Sunday, April 25, 2010

Where are we on the cycle?

The stock market is strong with low volatility as we enter earnings season. The link between weak dollars and higher stock prices seems to have been broken, as the stock market's latest climb has occurred despite a strengthing greenback. Business growth is beginning to show positive developments, and inflation appears to be under control (near term) despite massive state, federal and foreign country budget deficits. Housing markets seem to have hit bottom in most locations and inventories are starting to shrink, albeit at lower prices. The new normal, right? So what's wrong with this picture?

If you're a buyer, not much. Unemployment remains relatively high, and is a lagging indicator. Wage rates are still soft, and services categories which have higher percentages of labor costs in the total cost equation can still be competitively leveraged. However, commodities have really firmed. I always watch the copper market, more so than energy, and use this as a leading indicator of economic activity. My assessment is that it's time to go long in services.

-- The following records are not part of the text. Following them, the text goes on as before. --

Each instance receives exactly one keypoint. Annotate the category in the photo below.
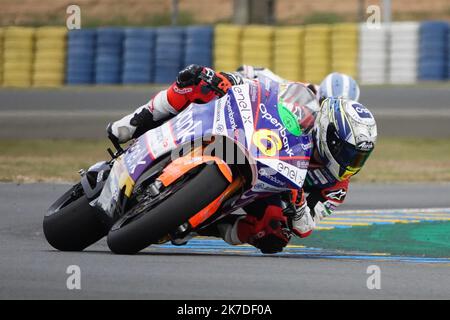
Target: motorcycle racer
(344, 136)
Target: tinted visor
(346, 154)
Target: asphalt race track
(31, 269)
(84, 112)
(205, 269)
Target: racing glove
(300, 220)
(302, 223)
(270, 233)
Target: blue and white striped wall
(401, 53)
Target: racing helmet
(345, 133)
(338, 85)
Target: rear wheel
(71, 224)
(178, 208)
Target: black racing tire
(72, 224)
(177, 209)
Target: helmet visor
(346, 155)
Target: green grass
(393, 160)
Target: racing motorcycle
(190, 172)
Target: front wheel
(71, 224)
(178, 208)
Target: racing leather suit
(265, 225)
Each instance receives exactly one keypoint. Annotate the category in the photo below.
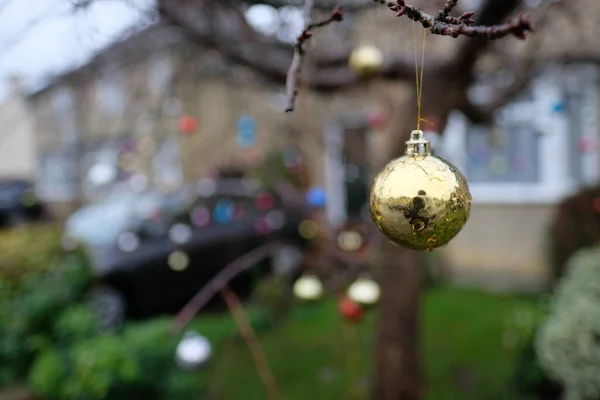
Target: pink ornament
(188, 124)
(265, 201)
(596, 205)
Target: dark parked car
(19, 204)
(153, 252)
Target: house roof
(570, 30)
(134, 46)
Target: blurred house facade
(17, 139)
(116, 120)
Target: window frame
(555, 181)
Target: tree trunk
(397, 368)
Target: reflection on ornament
(420, 201)
(586, 144)
(308, 287)
(265, 201)
(316, 197)
(350, 241)
(128, 242)
(350, 310)
(180, 233)
(499, 166)
(178, 260)
(172, 107)
(146, 146)
(193, 351)
(308, 229)
(223, 211)
(187, 124)
(596, 204)
(364, 291)
(352, 173)
(275, 219)
(366, 60)
(376, 120)
(200, 216)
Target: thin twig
(208, 291)
(443, 24)
(296, 65)
(258, 355)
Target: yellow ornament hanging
(420, 201)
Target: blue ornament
(316, 197)
(246, 124)
(559, 107)
(246, 139)
(223, 211)
(246, 127)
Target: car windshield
(100, 224)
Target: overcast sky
(39, 38)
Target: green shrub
(37, 282)
(576, 225)
(568, 342)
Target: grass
(314, 355)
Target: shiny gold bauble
(420, 201)
(366, 60)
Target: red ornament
(377, 120)
(265, 201)
(350, 310)
(596, 205)
(188, 124)
(586, 144)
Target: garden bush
(37, 281)
(568, 342)
(50, 341)
(576, 225)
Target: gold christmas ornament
(308, 287)
(366, 60)
(420, 201)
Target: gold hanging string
(419, 74)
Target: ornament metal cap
(417, 145)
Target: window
(167, 164)
(63, 105)
(111, 93)
(509, 152)
(541, 147)
(160, 73)
(57, 176)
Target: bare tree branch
(442, 24)
(296, 64)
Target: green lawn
(315, 356)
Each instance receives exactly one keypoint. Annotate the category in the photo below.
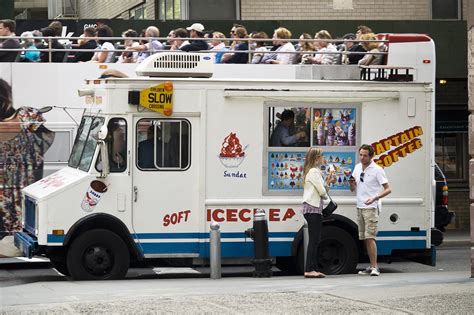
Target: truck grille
(177, 61)
(30, 215)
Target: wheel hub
(97, 260)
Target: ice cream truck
(159, 157)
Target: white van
(183, 152)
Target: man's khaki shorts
(368, 220)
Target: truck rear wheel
(337, 252)
(98, 255)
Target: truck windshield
(85, 143)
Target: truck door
(166, 210)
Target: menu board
(285, 169)
(334, 127)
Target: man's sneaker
(366, 271)
(375, 272)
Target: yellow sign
(158, 98)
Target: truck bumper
(26, 243)
(443, 217)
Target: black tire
(98, 255)
(60, 266)
(337, 252)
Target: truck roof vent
(177, 64)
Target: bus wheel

Most companies buy services along an annual cycle based on budgets, and this is a mistake. There can not be a better time for locking in longer term arrangements in services categories where you have already leveraged prices and benchmarked the marketplace. Some do it by adding option years to their contracts, exercisable at the company's option. Others do it by making longer term commitments up front with 3 year contracts plus options to extend. There are plusses and minuses to all of these.

The real secret is to understand your business strategy. If you need the supplier to offer up ideas for competitive advantage and dedicate R&D resources to supplement the supply relationship, are they more likely to do so under a longer term arrangement, or one in which you can cancel with 30 days notice and annual options to renew? Under the long term arrangement, how can you drive toward continuous improvement and create metric-based incentives that counter the potential for complacency, or being assigned the B or C team to your account? How do you create a true strategic relationship whereby both parties put skin in the game, share risk, and have an opportunity for reward as well?

In all of this, the challenges may be more internal in your organization than external - the contracting strategy has to be in sync with the business strategy, and if it is, you can usually overcome the budgetary constraints to contracting. These business cycles are long, and when things firm up, they usually happen in a hurry. Act now, while you still have timing in your favor.